Este caso abrió la discusión y recordó que, bajo el lema de “Prohibido Prohibir", el Mayo francés había defendido la abolición de las leyes de “edad de consentimiento" y que muchos pensadores de izquierda se manifestaron en defensa de las relaciones sexuales con menores, entre ellos, Michel Foucault, Roland Barthes, Jean-Paul Sartre y Simone de Beauvoir. En 1977, Sartre, Barthes y Beauvoir firmaron un artículo en Le Monde apoyando a hombres acusados de tener sexo con niñxs, y el diario Libération, cofundado por Sartre, defendía a los pedófilos por considerarlos una minoría dis­criminada, publicaba avisos personales de adultos buscando sexo con menores, y tenía en su staff a luchadores por el derecho a tener relaciones sexuales con niñxs. En su libro sobre la noción de pedofilia en la década de 1970, L’Enfant Interdit [El niño prohibido] el sociólogo Pierre Verdrager dice que a los defensores de esa práctica los unía la convicción de que Francia tenía una “aristocracia" que no debía someterse a las mismas normas de conducta que la “gente común". Según Verdrager, a los franceses los escandalizaba la apología de la pedofilia pero los escritores eran considerados parte de esa élite y se esperaba que se involucraran en actos de transgresión moral (Onishi, 2020: párr. 20).

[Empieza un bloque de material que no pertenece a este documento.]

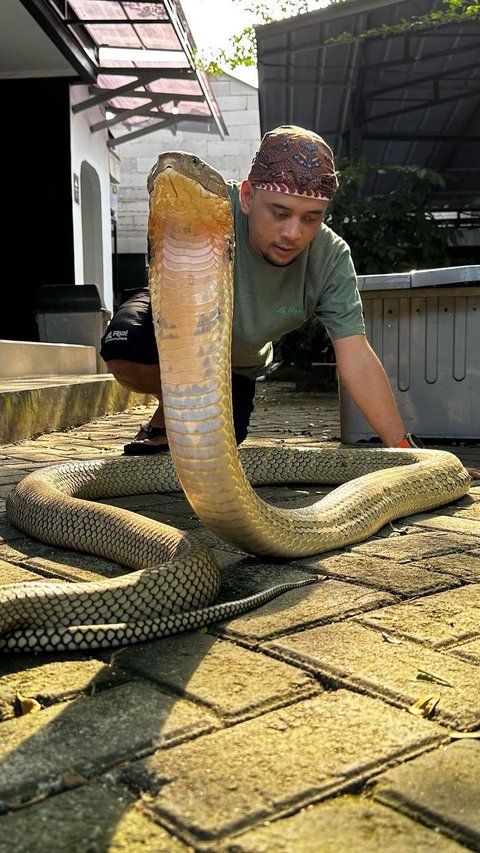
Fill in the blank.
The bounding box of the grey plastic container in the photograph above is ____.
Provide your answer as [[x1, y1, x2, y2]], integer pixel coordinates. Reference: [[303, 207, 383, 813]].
[[340, 265, 480, 444], [35, 284, 111, 373]]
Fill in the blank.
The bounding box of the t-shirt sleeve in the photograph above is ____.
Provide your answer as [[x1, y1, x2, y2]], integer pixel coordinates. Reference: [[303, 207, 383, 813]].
[[315, 239, 365, 340]]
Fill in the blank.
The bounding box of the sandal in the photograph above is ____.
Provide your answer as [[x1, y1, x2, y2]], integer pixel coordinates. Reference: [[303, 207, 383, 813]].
[[123, 424, 170, 456]]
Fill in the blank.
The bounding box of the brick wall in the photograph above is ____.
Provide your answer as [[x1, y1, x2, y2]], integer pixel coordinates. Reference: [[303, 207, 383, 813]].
[[117, 74, 261, 255]]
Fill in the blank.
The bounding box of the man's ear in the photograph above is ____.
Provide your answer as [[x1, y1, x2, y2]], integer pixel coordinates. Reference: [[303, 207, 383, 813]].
[[240, 181, 253, 215]]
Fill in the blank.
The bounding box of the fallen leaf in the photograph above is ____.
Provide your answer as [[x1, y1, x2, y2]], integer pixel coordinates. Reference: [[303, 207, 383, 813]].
[[382, 631, 402, 646], [450, 732, 480, 740], [417, 669, 454, 687], [407, 693, 440, 717], [62, 770, 88, 788], [16, 693, 42, 717]]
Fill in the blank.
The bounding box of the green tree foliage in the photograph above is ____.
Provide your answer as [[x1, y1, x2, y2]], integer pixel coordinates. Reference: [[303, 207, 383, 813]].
[[275, 160, 452, 370], [195, 0, 480, 74], [325, 160, 450, 275]]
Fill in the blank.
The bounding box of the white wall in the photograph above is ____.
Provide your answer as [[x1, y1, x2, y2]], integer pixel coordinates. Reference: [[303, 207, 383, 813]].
[[70, 85, 113, 311], [117, 74, 260, 254]]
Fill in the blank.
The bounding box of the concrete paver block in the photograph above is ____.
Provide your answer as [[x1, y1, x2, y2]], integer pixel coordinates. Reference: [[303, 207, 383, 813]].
[[0, 655, 131, 719], [357, 584, 480, 648], [410, 515, 480, 542], [0, 683, 214, 812], [211, 580, 394, 642], [0, 784, 187, 853], [374, 740, 480, 850], [119, 690, 445, 849], [350, 528, 478, 560], [425, 550, 480, 583], [448, 638, 480, 665], [116, 633, 321, 723], [215, 796, 464, 853], [265, 622, 480, 729], [302, 553, 460, 596]]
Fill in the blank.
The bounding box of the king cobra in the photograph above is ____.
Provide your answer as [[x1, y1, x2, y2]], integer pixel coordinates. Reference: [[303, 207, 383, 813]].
[[0, 152, 469, 651]]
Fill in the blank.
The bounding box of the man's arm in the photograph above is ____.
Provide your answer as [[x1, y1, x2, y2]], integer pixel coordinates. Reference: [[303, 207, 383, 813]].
[[333, 335, 480, 480]]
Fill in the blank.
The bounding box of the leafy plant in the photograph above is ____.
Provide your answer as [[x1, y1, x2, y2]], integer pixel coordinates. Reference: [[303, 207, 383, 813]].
[[325, 160, 451, 275]]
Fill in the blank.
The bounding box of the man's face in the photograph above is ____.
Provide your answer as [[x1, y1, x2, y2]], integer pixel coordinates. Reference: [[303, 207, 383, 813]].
[[240, 181, 328, 267]]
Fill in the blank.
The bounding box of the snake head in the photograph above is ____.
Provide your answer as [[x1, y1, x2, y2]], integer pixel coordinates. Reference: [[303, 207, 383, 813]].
[[147, 151, 228, 198]]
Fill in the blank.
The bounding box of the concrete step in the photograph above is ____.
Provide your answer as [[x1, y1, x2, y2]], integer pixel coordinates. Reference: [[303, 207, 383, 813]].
[[0, 340, 98, 382], [0, 373, 154, 444]]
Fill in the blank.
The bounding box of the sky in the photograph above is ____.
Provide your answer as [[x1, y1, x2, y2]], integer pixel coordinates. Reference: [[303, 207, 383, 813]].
[[181, 0, 258, 86]]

Bernard Pivot, que invitó varias a veces a Matzneff a su programa Apostrophes, argu­menta que en la década de 1980: “la literatura era más importante que la moral" (Onishi, 2020: párr. 23). La mención de la moral para descalificar el reclamo es un mecanismo frecuente porque la literatura contesta la moral, que es conservadora. El abuso y violación de niñxs y mujeres, la violencia sexual, son crímenes contra la integridad de las personas, no pueden ser enarbolados como símbolo de autonomía estética, ni de rebeldía contra la moral vigente, ni de una élite que se arroga prerrog­ativas (gustos) especiales. El movimiento de mujeres revierte eso. A comienzos de 2020, la editorial francesa Gallimard -que venía publicando el diario de Matzneff

desde 1990- anunció que no va a seguir publicándolo y el ministro de Cultura, Franck Riester, advirtió que va a reconsiderar la pensión literaria que recibe el escritor (Onishi, 2020: párr. 7).

La pedofilia de Matzneff “es información que siempre estuvo disponible -dice Anne- Claude Ambroise-Rendu, autora de Histoire de lapédophilie-, que los contemporáneos de Matzneff conocían perfectamente, y hasta se han publicado estudios académicos sobre el tema” (Onishi, 2020: párr. 8; el destacado es mío). Matzneff es producto y beneficiario del Mayo francés y de sus ideas sobre moral, escritores y literatura; y, como Lolita, él también (sus actos y su obra) está siendo recontextualizado en la lectura actual, que no tolera una cultura que legitime el orden sexual que se está tratando de impugnar.

Existen muchos Matzneff y el orden imperante a subvertir hoy es el de Lolita. De lo que se trata no es de la moralidad de la obra sino de la existencia social de la litera­tura, que no se reduce a lo representativo y que tiene la capacidad de hacer ingresar al horizonte de expectativas ciertas experiencias que salen a la luz por primera vez en la literatura, y de expandir comportamientos sociales hacia nuevos deseos.

En tanto un lector no es un consumidor, ni un visitante, ni un “receptor”, sino que el lector produce la lectura del texto en la experiencia que tiene de este, la pregunta sobre “¿Qué hacemos con Lolita?” actualiza un sentido del texto al modo en que “se lee” hoy y en el que nos relacionamos con ese texto en las condiciones actuales. Iluminando, quizás incluso trazando, con los cambios en su recepción una historia del desarrollo de la sensibilidad ética, esta vez de los lectores y de la literatura.